Het geweten.
Toen Caïn doodsbleek en met vliegend haar, de boden
Van d' uitgebarsten storm, Gods aanschijn was ontvloden,
Verzeld van al zijn kroost, in dierenvacht gekleed,
Had hij, als de avond reeds zijn schaduw vallen deed,
Den voet eens bergs bereikt in de uitgestrekte vlakte.
Zijn gade en kindren, wie de bange togt verzwakte,
Vermaanden hem: laat ons hier rusten op deez' grond...
Maar Caïn sliep niet in en staarde peinzend rond.
Hij hief zijn hoofd omhoog naar 't zwijgend stargeflonker,
Hij zag een oog, dat straalde in 't diepst van 't nachtlijk donker,
En dat in 't duister steeds hem strak in 't aanschijn zag.
‘'k Moet verder’ sprak hij en barstte uit in luid geklag.
Hij wekte gade en kroost, wien zoete slaap verkwikte,
En vlugtte voort en voort, daar steeds hem 't oog verschrikte.
Reeds dertig maal verrees en kwijnde 't zonnelicht:
Nog trad hij spraakloos voort, beladen met het wigt
Van zijne schuld, bevreesd, nooit omziend, nimmer moede,
Door rust noch slaap verleid, hoe ver hij zich ook spoede.

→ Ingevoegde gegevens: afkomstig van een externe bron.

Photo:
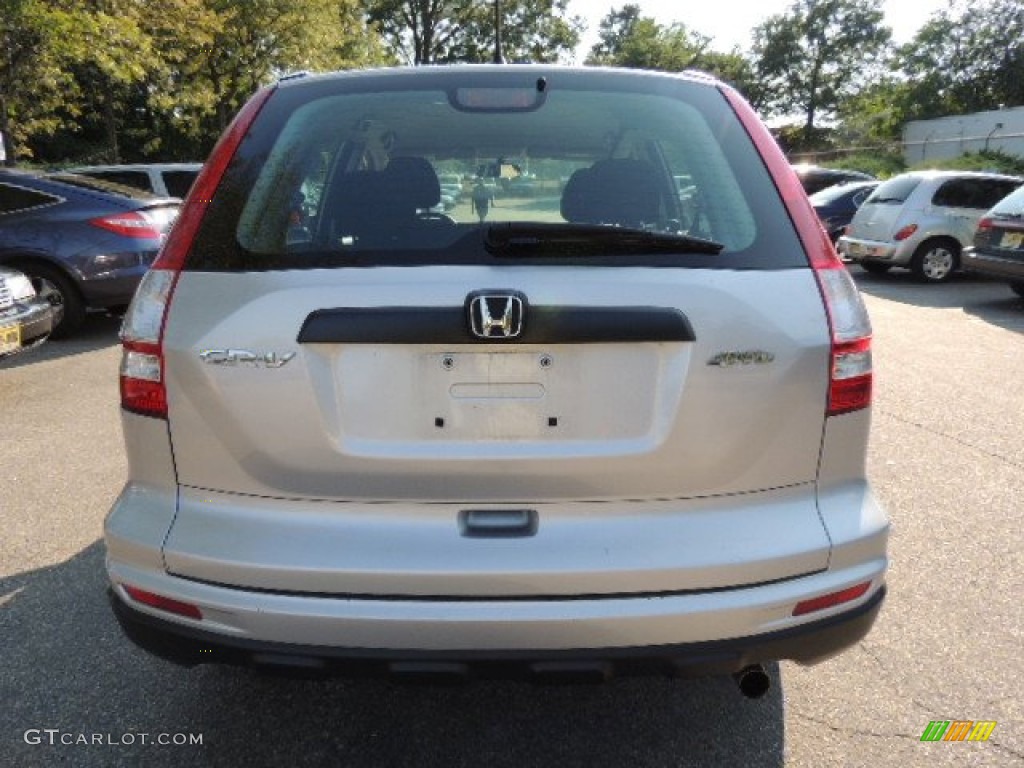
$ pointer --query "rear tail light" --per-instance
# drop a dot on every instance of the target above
(850, 358)
(905, 232)
(129, 224)
(830, 600)
(142, 383)
(850, 377)
(163, 603)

Hij naakte d' oever van den vloed, die 't land omspoelt,
Eens Asser's grondgebied: hij sprak: deez' schuilplaats doelt
Mijn togt, want thans zijn wij tot 's werelds eind gekomen.

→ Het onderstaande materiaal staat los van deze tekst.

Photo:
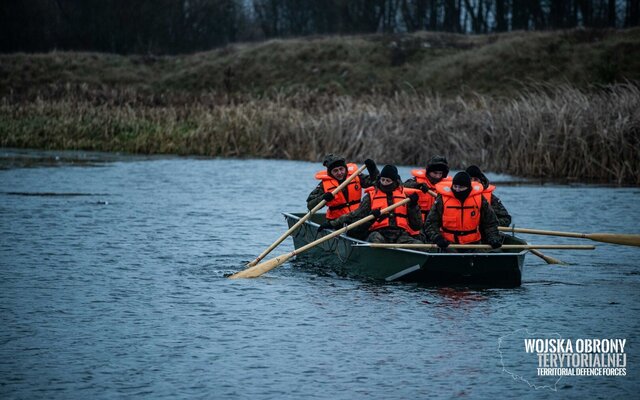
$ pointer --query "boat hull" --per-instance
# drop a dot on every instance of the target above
(482, 269)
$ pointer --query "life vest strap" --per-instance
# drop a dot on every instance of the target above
(459, 233)
(344, 205)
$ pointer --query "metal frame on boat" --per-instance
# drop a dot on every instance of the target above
(489, 269)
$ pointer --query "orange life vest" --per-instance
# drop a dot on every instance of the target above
(341, 205)
(425, 200)
(380, 200)
(461, 222)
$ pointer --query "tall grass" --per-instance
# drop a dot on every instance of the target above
(546, 132)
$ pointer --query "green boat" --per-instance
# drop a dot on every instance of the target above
(349, 256)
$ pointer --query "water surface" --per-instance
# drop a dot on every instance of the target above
(112, 284)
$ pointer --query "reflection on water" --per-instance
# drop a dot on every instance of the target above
(112, 285)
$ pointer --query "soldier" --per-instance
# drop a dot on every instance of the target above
(462, 215)
(504, 219)
(394, 227)
(348, 199)
(426, 179)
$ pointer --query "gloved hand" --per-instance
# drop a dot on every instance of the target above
(325, 226)
(371, 167)
(413, 199)
(442, 242)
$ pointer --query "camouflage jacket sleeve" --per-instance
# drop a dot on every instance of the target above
(362, 211)
(488, 223)
(433, 223)
(315, 197)
(415, 217)
(504, 219)
(411, 183)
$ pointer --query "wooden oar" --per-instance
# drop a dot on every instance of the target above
(546, 258)
(257, 270)
(478, 246)
(615, 238)
(306, 217)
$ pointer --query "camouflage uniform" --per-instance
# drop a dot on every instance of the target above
(488, 222)
(504, 219)
(391, 234)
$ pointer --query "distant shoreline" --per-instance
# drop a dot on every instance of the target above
(543, 105)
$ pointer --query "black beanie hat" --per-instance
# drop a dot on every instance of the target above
(461, 179)
(391, 172)
(331, 161)
(475, 172)
(438, 163)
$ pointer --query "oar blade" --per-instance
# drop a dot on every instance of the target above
(615, 238)
(548, 259)
(262, 268)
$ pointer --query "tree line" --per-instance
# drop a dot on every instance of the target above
(182, 26)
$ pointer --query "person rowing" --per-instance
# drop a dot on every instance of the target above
(348, 199)
(461, 215)
(397, 226)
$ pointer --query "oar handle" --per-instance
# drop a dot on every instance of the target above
(259, 269)
(306, 217)
(479, 246)
(615, 238)
(542, 232)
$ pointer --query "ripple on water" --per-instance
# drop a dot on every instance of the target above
(130, 298)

En toen hij nederzonk en hoopte op zoete droomen,
Toen blikte hij nog eens naar d' open hemelboog.
Een huivring greep hem aan, weêr zag hij 't dreigend oog.
‘Verberg mij’ riep hij en door schrik en vrees bevangen,
Vernam het droef gezin zijn onbestemd verlangen.
Weêr sprak hij Jabel aan, die 't eerst de veilge tent
Gebouwd heeft, toevlugt voor vermoeidheid en ellend:
‘Laat toch het zeildoek van deez tente nedervallen,’
En 't vlottend tentdoek werd tot ligtbewogen wallen,
Rondom met looden wigt bevestigd, Tsilla vroeg:
‘Thans ziet gij toch niets meer, thans is 't toch digt genoeg?’
Terwijl haar zachte blos den ochtendgloed weerkaatste.
Maar Caïns antwoord was: Ach, dat gij 't zeil verplaatste,
Nog staart het oog mij aan! Nu klonk de heilige eed
Van Jubal, die trompet en trommel had gesmeed.
‘Laat mij het over thans een vaster muur te bouwen.’
Hij bouwde een muur uit brons. ‘Nog blijft mij 't oog aanschouwen’
| |
Klonk Caïns stem, die 't hoofd gesteund hield op den wand.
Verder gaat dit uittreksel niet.